First, Lost Girls is not illegal to own in the US. It can be hard to find in comic book stores, but you can buy it on Amazon. There are ways in which it might be of slightly gray legality, but you'd never be prosecuted for it, the laws would never hold up in court, and a lot of the naive descriptions of US obscenity law here are woefully misinformed.
More on topic: there's nudity all over in comics - especially in the more "high-end" stuff. You see plenty of blue penis (among other things) in Watchmen, there's nudity in Sandman, etc. The only place where it's still more difficult to find adult comics is the one the OP specifically mentioned, the superhero genre.

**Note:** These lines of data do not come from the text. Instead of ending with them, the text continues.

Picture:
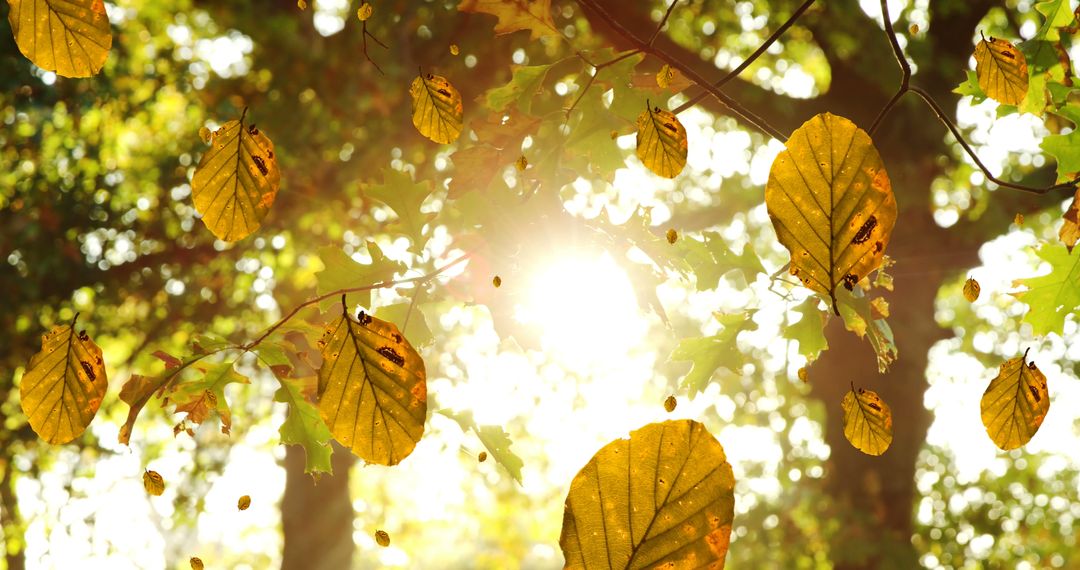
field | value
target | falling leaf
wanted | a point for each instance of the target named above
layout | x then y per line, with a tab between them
235	181
64	384
69	37
664	498
373	389
514	15
364	12
971	289
867	421
832	204
436	108
661	141
1015	403
382	538
152	483
1001	70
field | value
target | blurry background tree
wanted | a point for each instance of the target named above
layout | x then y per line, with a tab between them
97	218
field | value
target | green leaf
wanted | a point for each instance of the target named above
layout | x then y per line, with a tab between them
495	439
1052	297
664	498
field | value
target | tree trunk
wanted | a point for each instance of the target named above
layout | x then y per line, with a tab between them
316	517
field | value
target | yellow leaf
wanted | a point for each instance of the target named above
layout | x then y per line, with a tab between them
867	421
832	204
436	108
373	390
64	384
664	498
971	289
1015	403
382	538
661	141
237	181
1001	70
69	37
152	483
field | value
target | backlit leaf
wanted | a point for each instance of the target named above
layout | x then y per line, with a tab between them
867	421
69	37
1015	403
664	498
237	181
832	204
64	384
661	141
1001	70
436	108
373	389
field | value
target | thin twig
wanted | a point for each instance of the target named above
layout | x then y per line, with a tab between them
746	63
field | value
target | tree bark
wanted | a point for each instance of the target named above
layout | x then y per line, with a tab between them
316	517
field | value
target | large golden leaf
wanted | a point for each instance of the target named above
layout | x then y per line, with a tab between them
373	389
1001	70
867	421
832	204
1015	403
237	180
661	141
664	498
69	37
64	384
436	108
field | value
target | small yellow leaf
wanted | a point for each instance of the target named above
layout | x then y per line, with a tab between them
1001	70
364	12
436	108
661	141
152	483
382	538
867	421
971	289
1015	403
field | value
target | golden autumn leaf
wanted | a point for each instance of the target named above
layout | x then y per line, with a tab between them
152	483
64	384
971	289
664	498
436	108
69	37
1001	70
867	421
373	389
832	204
1015	403
235	181
661	141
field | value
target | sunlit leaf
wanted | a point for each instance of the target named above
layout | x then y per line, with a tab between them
1001	70
235	181
69	37
373	389
1015	403
1054	296
664	498
514	15
832	204
661	141
436	108
64	384
867	421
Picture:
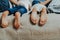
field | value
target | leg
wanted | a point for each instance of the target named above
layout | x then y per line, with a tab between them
4	22
17	20
43	17
33	17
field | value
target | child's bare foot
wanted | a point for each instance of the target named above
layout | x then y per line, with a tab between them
4	22
43	19
16	23
33	18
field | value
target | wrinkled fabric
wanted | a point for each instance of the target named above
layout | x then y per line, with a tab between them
55	6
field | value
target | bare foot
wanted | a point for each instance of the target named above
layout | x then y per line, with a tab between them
4	22
16	23
43	19
33	18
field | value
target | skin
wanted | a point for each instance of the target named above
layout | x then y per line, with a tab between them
16	22
5	14
43	19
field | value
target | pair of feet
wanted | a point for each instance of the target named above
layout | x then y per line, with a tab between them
42	19
4	23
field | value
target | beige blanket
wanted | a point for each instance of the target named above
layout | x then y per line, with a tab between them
50	31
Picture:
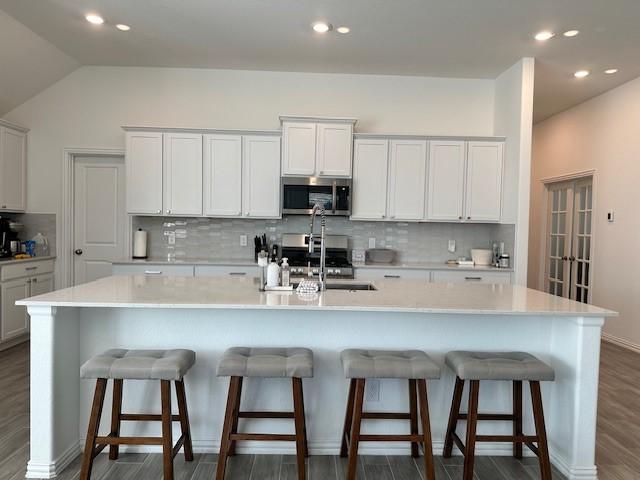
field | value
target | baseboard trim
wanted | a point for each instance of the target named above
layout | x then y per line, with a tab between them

Also, all of the people saying they want it "without it being pornography" are part of the problem. You want adult content, but not too adult. God forbid you find something sexual that's actually enticing in a work! People are too quick to say "but I don't want porn!" - everyone really needs to abandon this puritanical viewpoint. Sure, there's something to be said against media that has nothing but gratuitous sexuality (personally, I don't see why such definitionally enjoyable things can't have their own place in society too, but I digress). But there's something to be said for media that has nothing but any one thing at the expense of the work as a whole. Some of the best works in any media are filled with completely "gratuitous" sexuality and I am not at all willing to say that they would be better if they had cut some of that out. Too much of the common notion of how to make something adult involves making what is essentially pornography, but making it in such a way that it isn't enticing or might be more than slightly uncomfortable. This is not, to me, suggestive of maturity. Real adults enjoy sexuality and it shouldn't make something "base" or "juvenille" to involve sexuality in a pleasurable way.